CRANIOSACRAL THERAPY AND THE STRESS RESPONSE By Rosemary Brown-Tucker, RMT Dr. Hans Selye, Physician and Endocrinologist, first identified the stress response as “fight or flight” in the 1930s. Under stress, the sympathetic part of our autonomic nervous system responds to the perceived danger by preparing to escape or do battle. In Peter Levine’s book, Waking the Tiger, he writes about the “freeze” response. When we confront a perceived danger and we cannot fight or flee, then we become overwhelmed and freeze. He writes that animals that respond in this manner shake out the experience through their body and limbs once the threat has gone. We have lost this ability to shake out our stress through human evolution and so stressful experiences can be stored in our bodies, eventually expressing in the stress response. If the shock to the system is severe enough it can remain stored or “frozen” in the tissues of the body for years.

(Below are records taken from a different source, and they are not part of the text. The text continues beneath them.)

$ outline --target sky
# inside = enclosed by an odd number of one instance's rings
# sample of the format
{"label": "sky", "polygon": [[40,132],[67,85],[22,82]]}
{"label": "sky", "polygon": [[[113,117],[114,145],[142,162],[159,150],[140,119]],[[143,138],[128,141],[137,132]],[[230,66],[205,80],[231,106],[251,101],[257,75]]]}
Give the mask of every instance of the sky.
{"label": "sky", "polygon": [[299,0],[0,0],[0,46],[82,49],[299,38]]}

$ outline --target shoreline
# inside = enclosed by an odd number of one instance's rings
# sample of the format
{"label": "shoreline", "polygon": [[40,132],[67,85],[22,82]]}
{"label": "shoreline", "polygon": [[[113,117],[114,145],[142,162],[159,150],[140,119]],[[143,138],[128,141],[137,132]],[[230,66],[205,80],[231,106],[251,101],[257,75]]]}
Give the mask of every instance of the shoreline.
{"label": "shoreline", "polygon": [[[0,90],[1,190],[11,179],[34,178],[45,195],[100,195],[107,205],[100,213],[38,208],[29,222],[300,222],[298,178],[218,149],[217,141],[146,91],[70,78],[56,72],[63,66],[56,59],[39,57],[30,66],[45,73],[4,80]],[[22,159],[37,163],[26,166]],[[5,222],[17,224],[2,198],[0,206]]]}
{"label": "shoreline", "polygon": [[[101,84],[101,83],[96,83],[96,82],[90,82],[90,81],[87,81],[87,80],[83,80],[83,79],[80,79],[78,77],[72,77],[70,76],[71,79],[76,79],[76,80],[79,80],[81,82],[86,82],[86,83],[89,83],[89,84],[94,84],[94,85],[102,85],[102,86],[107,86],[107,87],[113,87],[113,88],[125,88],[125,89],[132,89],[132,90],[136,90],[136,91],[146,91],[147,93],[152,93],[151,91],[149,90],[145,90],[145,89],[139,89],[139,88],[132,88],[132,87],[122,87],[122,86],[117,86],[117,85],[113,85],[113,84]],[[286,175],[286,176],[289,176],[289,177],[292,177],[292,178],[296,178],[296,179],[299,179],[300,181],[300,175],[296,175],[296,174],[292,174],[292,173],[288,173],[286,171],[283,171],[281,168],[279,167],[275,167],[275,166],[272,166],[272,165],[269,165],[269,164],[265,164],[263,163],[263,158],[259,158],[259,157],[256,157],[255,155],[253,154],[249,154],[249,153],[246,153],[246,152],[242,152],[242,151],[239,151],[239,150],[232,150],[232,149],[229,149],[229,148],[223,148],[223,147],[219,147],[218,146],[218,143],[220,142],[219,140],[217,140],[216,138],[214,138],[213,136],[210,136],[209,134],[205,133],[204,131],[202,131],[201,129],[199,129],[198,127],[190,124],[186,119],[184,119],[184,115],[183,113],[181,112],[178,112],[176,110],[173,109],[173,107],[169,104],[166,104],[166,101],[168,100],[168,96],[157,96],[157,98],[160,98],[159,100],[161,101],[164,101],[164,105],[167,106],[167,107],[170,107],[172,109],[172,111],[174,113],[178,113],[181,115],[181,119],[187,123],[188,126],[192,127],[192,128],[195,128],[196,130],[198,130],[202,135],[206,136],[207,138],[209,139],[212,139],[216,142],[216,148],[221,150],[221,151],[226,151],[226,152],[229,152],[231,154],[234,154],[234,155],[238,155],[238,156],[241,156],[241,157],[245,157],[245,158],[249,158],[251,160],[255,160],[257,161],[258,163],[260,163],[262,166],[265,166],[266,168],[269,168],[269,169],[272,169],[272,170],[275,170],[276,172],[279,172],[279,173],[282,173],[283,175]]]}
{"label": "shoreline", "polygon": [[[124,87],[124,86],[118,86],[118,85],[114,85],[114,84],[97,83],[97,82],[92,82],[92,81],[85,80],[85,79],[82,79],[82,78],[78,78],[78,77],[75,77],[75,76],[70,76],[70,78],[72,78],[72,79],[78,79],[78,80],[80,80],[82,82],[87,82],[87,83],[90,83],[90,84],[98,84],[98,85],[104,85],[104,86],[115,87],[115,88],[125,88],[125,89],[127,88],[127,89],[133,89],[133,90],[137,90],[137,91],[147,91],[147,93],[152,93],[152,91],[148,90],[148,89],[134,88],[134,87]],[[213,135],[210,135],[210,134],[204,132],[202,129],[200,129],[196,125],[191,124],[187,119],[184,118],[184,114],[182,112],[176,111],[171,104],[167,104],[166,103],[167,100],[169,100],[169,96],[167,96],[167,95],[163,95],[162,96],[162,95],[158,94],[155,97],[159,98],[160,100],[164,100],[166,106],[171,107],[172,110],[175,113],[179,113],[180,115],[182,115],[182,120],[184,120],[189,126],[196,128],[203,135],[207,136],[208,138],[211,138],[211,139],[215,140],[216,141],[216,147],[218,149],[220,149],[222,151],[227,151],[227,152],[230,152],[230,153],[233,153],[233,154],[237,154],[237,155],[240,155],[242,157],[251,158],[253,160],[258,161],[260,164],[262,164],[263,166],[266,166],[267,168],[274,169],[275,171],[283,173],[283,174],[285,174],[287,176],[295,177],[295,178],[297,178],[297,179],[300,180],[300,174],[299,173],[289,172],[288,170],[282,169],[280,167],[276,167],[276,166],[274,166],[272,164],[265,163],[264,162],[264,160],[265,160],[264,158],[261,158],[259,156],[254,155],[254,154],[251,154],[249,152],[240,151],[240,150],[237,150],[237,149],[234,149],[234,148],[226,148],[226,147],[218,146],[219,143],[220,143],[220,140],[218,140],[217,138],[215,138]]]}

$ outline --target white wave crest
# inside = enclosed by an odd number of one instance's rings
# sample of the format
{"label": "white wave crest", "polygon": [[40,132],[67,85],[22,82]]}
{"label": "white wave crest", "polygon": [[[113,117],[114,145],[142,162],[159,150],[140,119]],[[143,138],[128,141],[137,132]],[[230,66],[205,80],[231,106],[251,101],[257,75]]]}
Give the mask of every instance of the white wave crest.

Even everyday events such as work, relationship conflicts, financial pressures, etc. can accumulate as held stress in the body. This accumulation of internalized stress can lead to a myriad of symptoms manifesting as headaches, anxiety, digestive disorders, TMJ syndrome, insomnia, chronic pain, and depression. The body will show signs of stress with shallow breathing, rapid heart rate, digestive problems, increased reactivity, etc. Feeling “amped-up” or “off” is another common sign of the stress response. Stress and anxiety can be addressed in a number of natural ways, such as physical exercise, abdominal breathing, meditation, time off, laughter, positive mental reframing, professional counselling, etc. It is beneficial to address what is underlying the stress symptoms while also attending to the body, where the stress is held. CranioSacral therapy can be an effective approach to ease the contraction of the tissues and release “frozen” stressful experiences. This in turn leads to a calmer, more normalized nervous system, increased energy, and overall better health and well-being.